Introduction: Non-gated, non-contrast computed tomography (CT) scans are commonly ordered for a variety of non-cardiac indications, but do not routinely comment on the presence of coronary artery calcium (CAC)/atherosclerotic cardiovascular disease (ASCVD) which is known to correlate with increased cardiovascular risk. Artificial intelligence (AI) algorithms can help detect and quantify CAC/ASCVD which can lead to early treatment and improved outcomes.

Methods: Using an FDA-approved algorithm (NANOX AI) to measure coronary artery calcium (CAC) on non-gated, non-contrast CT chest, 536 serial scans were evaluated in this single-center retrospective study.
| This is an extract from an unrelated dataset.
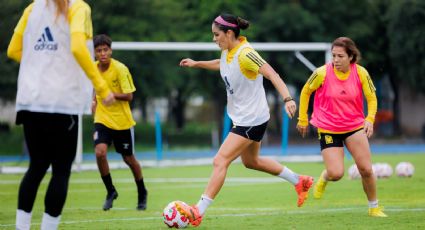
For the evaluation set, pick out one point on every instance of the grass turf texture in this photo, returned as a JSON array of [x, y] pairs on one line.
[[248, 200]]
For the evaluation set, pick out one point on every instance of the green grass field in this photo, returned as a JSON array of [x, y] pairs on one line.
[[248, 200]]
Scans were categorized by Agatston scores as normal-mild (<100), moderate (100-399), or severe (≥400). AI results were validated by cardiologist's overread. Patient charts were retrospectively analyzed for clinical characteristics.

Results: Of the 527 patients included in this analysis, a total of 258 (48.96%) had moderate-severe disease; of these, 164 patients (63.57%, p< 0.001) had no previous diagnosis of CAD. Of those with moderate-severe disease 135 of 258 (52.33% p=0.006) were not on aspirin and 96 (37.21% p=0.093) were not on statin therapy. Cardiologist interpretation demonstrated 88.76% agreement with AI classification.
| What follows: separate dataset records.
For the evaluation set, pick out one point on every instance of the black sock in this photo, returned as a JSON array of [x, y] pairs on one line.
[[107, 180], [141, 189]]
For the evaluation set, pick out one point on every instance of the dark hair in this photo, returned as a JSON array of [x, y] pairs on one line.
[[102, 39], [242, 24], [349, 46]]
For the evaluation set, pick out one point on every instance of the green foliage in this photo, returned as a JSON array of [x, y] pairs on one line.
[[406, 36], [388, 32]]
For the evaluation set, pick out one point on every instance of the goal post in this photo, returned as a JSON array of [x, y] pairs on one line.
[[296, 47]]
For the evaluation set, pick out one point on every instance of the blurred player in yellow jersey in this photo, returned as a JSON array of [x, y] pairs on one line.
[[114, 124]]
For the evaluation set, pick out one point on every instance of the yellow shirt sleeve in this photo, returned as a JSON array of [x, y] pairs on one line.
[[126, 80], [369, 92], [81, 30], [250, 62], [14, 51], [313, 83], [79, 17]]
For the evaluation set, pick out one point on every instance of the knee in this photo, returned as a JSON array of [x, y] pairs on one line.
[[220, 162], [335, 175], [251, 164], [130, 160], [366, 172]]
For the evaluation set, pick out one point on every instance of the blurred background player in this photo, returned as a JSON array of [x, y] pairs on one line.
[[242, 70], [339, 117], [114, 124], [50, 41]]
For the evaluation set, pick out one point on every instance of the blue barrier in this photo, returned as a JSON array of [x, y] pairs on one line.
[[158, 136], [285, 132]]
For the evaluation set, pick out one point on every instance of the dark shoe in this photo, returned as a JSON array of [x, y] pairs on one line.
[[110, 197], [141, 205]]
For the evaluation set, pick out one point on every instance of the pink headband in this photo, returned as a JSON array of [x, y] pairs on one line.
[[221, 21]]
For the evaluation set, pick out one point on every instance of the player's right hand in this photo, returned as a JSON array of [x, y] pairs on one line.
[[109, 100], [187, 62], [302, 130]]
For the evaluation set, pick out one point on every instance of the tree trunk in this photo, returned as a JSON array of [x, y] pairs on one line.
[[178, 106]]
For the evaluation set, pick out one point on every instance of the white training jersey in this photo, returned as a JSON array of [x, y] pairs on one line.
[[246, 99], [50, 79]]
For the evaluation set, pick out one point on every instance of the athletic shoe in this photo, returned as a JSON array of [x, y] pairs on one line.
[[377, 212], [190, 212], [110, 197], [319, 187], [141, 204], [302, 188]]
Discussion/conclusion: Machine learning utilized in CT scans obtained for non-cardiac indications can detect and semi-quantitate CAC accurately. Artificial intelligence algorithms can accurately be applied to non-gated, non-contrast CT scans to identify CAC/ASCVD allowing for early medical intervention and improved clinical outcomes.

西密歇根州的一项单中心描述性研究:使用人工智能对非门控、非对比 CT 扫描中作为 "偶然瘤 "的冠状动脉钙进行半量化。
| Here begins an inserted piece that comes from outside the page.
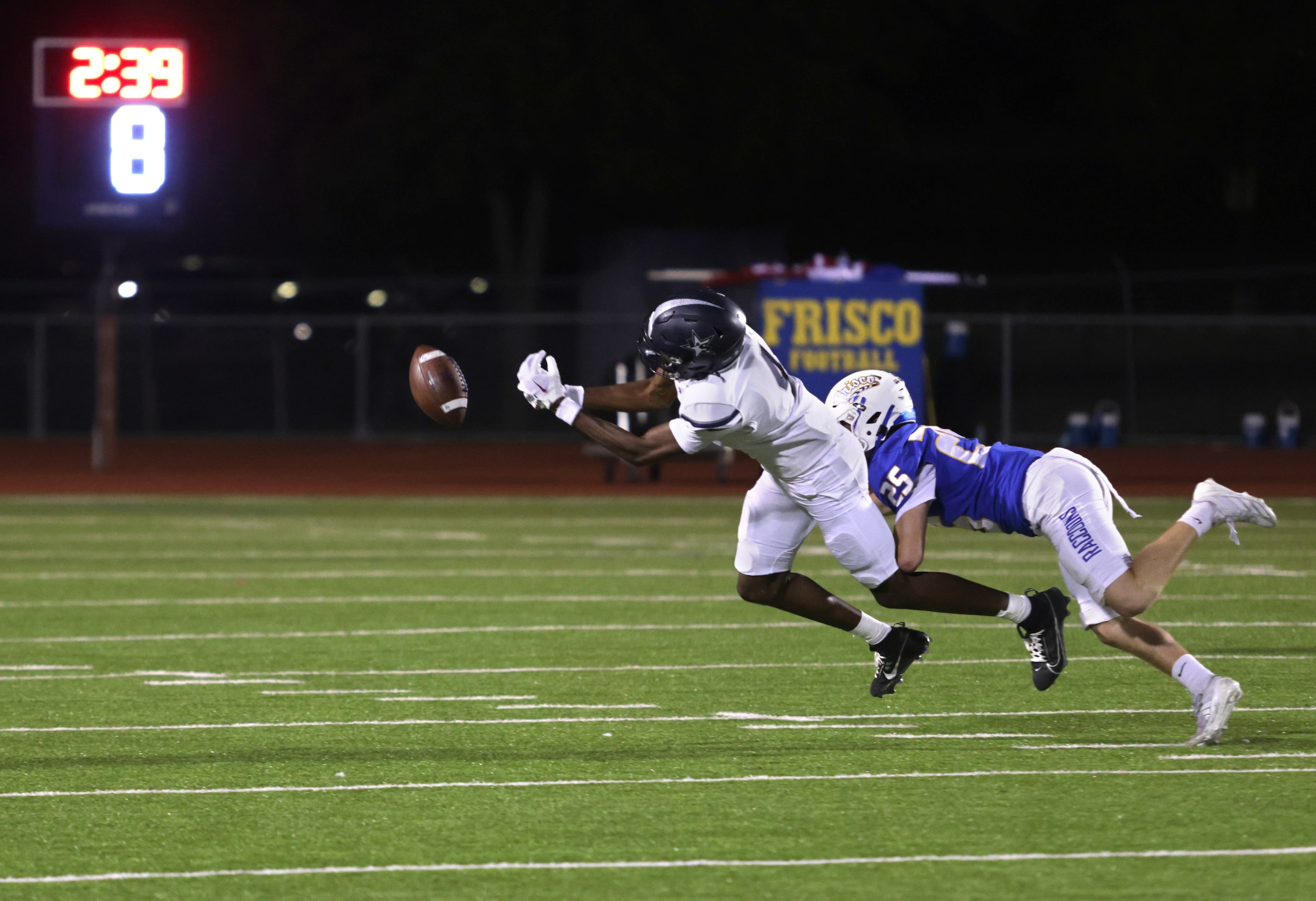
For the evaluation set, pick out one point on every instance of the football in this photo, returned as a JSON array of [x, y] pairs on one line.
[[439, 386]]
导言:非门控、非对比度计算机断层扫描(CT)通常用于各种非心脏适应症,但并不对是否存在冠状动脉钙化(CAC)/动脉粥样硬化性心血管疾病(ASCVD)进行常规评估,而众所周知,这与心血管风险的增加有关。人工智能(AI)算法可帮助检测和量化 CAC/ASCVD,从而早期治疗并改善预后:在这项单中心回顾性研究中,使用美国 FDA 批准的算法(NANOX AI)测量非门控、非对比胸部 CT 上的冠状动脉钙化(CAC),共评估了 536 次连续扫描。扫描结果按阿加特斯通评分分为正常-轻度(结果:在纳入分析的 527 名患者中,共有 258 人(48.96%)患有中重度疾病;其中 164 人(63.57%,p< 0.001)既往未确诊过 CAD。258 名中度重度患者中有 135 人(52.33%,p=0.006)未服用阿司匹林,96 人(37.21%,p=0.093)未服用他汀类药物。心脏病专家的解释与人工智能分类的一致性为 88.76%:讨论/结论:在非心脏适应症的 CT 扫描中使用机器学习,可以准确检测和半量化 CAC。人工智能算法可准确应用于非门控、非对比 CT 扫描,以识别 CAC/ASCVD,从而进行早期医疗干预并改善临床效果。
本文章由计算机程序翻译,如有差异,请以英文原文为准。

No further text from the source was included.